Recrutés par l’organisme Mon resto St-Michel et dans les classes de francisation du centre Yves-Thériault, les conteurs en herbe ont eu droit, au cours des dernières semaines, à deux ateliers de perfectionnement avec le conteur professionnel André Lemelin. «Le conte appelle à l’imagination de celui qui écoute; c’est un moment magique entre le conteur et l’auditeur, une relation affective qui s’installe, un moment de délectation pour les enfants et adultes», explique-t-il, lui qui est conteur depuis plus de dix ans. Un conte divertit mais il n’est pas anodin. Il inculque des valeurs et des croyances», poursuit-il. «C’est un projet pilote qui permettra de stimuler les conteurs en herbe», a pour sa part ajouté Martin Hurtubise, agent culturel à la maison de culture de VSP.

Des contes pour tous

Plusieurs des communautés culturelles du quartier St-Michel étaient donc représentées, du Mexique à la Chine en passant bien sûr par Haïti. Ce pays comptant un nombre important de représentants dans le quartier, de nombreux conteurs d’origine haïtienne étaient présents, dont Jean-Claude Hippolyte, qui y est allé d’une histoire inspirée par son pays natal. «J’ai commencé à écrire mes contes au Québec. Dès mon jeune âge, j’ai été influencé par des conteurs de mon pays», raconte celui qui a déjà produit un album contenant contes et faits vécus, tant en français qu’en créole. La délégation haïtienne comptait également sur Marie Mika Pierre, qui a livré un conte à saveur environnementale, de même que sur Mme Yannick Joseph. Cette actrice, danseuse et conteuse est bien connue dans sa communauté notamment pour avoir joué dans de nombreux films en Haïti.
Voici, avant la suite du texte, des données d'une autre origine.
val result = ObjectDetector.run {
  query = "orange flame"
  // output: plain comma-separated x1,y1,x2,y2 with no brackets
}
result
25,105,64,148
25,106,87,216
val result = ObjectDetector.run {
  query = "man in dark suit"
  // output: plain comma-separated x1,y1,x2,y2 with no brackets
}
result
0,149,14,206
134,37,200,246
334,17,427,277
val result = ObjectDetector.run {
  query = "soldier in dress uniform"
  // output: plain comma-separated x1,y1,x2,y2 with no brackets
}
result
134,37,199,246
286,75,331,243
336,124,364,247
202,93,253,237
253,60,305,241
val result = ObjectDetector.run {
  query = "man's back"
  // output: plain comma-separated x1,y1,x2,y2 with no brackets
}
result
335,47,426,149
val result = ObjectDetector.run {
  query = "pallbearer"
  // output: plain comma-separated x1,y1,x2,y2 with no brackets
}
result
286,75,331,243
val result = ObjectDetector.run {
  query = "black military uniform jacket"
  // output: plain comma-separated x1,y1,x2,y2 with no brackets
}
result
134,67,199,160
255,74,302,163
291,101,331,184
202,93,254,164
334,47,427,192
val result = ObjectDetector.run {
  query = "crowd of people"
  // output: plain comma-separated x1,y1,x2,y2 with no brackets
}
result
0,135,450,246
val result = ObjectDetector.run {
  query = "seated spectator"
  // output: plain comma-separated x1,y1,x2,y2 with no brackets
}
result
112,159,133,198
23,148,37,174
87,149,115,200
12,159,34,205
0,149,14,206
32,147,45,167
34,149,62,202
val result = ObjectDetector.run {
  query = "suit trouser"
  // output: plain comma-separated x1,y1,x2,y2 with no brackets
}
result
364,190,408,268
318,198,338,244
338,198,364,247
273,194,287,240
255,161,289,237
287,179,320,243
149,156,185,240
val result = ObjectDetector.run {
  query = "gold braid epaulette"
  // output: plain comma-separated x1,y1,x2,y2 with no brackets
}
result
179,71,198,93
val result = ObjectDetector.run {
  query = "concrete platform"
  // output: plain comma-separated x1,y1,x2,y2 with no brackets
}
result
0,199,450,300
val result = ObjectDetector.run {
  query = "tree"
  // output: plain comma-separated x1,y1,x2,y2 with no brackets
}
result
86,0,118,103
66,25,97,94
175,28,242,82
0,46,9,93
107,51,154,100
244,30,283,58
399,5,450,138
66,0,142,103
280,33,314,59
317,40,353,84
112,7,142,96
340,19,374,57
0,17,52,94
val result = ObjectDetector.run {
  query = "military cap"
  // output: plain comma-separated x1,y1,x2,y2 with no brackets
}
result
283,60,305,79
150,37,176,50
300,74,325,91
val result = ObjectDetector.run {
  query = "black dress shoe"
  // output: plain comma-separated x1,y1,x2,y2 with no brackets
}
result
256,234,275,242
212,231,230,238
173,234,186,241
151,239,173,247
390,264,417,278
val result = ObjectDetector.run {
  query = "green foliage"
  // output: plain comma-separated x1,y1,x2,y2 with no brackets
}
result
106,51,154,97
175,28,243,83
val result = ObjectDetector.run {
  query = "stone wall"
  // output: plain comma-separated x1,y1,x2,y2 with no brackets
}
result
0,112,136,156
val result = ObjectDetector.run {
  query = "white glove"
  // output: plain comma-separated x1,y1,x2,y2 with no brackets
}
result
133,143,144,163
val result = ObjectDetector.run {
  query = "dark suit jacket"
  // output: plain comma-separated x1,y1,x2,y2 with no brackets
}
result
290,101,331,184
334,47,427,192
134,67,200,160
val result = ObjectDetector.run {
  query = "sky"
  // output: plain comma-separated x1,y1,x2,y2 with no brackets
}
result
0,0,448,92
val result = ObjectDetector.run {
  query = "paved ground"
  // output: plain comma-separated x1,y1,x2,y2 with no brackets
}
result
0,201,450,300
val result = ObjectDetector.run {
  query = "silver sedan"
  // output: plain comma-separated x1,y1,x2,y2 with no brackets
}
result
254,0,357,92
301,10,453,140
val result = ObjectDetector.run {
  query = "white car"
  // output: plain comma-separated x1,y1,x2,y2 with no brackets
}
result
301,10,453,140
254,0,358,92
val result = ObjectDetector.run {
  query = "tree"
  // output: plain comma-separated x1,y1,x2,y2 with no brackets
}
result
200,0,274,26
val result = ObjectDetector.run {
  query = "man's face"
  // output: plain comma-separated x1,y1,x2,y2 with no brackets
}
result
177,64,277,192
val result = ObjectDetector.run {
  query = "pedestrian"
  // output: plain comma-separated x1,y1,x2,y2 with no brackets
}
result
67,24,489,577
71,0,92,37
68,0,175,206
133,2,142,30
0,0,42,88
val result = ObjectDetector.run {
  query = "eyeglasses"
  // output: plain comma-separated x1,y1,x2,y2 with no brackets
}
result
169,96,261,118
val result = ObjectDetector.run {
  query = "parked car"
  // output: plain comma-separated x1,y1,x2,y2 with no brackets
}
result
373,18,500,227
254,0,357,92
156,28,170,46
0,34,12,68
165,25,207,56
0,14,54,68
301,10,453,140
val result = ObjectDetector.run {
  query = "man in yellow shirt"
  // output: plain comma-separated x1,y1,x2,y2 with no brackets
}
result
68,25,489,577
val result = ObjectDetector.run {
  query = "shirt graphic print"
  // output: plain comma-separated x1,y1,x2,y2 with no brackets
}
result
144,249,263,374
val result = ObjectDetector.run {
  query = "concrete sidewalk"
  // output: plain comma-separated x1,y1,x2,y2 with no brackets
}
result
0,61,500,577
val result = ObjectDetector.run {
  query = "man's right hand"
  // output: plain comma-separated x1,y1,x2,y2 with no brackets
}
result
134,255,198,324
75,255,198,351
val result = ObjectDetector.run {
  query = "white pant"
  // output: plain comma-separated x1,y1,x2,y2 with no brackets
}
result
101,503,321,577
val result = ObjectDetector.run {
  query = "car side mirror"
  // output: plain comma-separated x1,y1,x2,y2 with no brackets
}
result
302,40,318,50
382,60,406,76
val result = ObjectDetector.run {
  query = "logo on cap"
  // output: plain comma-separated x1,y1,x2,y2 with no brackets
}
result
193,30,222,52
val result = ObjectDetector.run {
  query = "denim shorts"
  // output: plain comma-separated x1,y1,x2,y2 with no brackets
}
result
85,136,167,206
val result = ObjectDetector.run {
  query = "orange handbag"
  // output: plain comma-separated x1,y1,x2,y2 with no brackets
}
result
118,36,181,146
Agréable surprise, une délégation de conteurs asiatiques ont également participé à cet après-midi dédié à l’imaginaire collectif des peuples du monde. Bel exemple de rencontre interculturelle, Mme Yin Zhang, originaire de Chine, a raconté l’histoire du docteur Norman Bethune, un médecin canadien qui a grandement contribué au développement de la médecine dans les campagnes chinoises pendant la seconde guerre mondiale. Encore honoré dans le culte des aînés par les Chinois, le docteur Bethune a, entre autres, inspiré la création de l’assurance maladie au Canada.

En tout, des conteurs du Québec, du Mexique, d’Haïti, du Guatemala, de la Chine, du Vietnam et même du Japon auront participé à cette manifestation, malgré certaines difficultés à s’exprimer en français pour certains immigrants récents. La communauté maghrébine, qui est de plus en plus présente dans le quartier, n’a toutefois pas pu être de la partie. Mme Lalonde a tenté vainement de joindre les leaders communautaires.

Le public devra donc attendre après les fêtes avant de pouvoir vibrer d’enthousiasme au son des contes fabuleux des mille et une nuits.

Remerciant tous les participants au nom de VSMS, Marie Lalonde a en effet annoncé que d’autres rencontres seront organisées prochainement pour faire connaître les conteurs du quartier, afin d’apprendre à vivre ensemble dans la différence. Car, comme l’écrivait le père de la psychanalyse, Sigmund Freud, «Le conte est la seule langue universelle que la race humaine ait jamais forgée».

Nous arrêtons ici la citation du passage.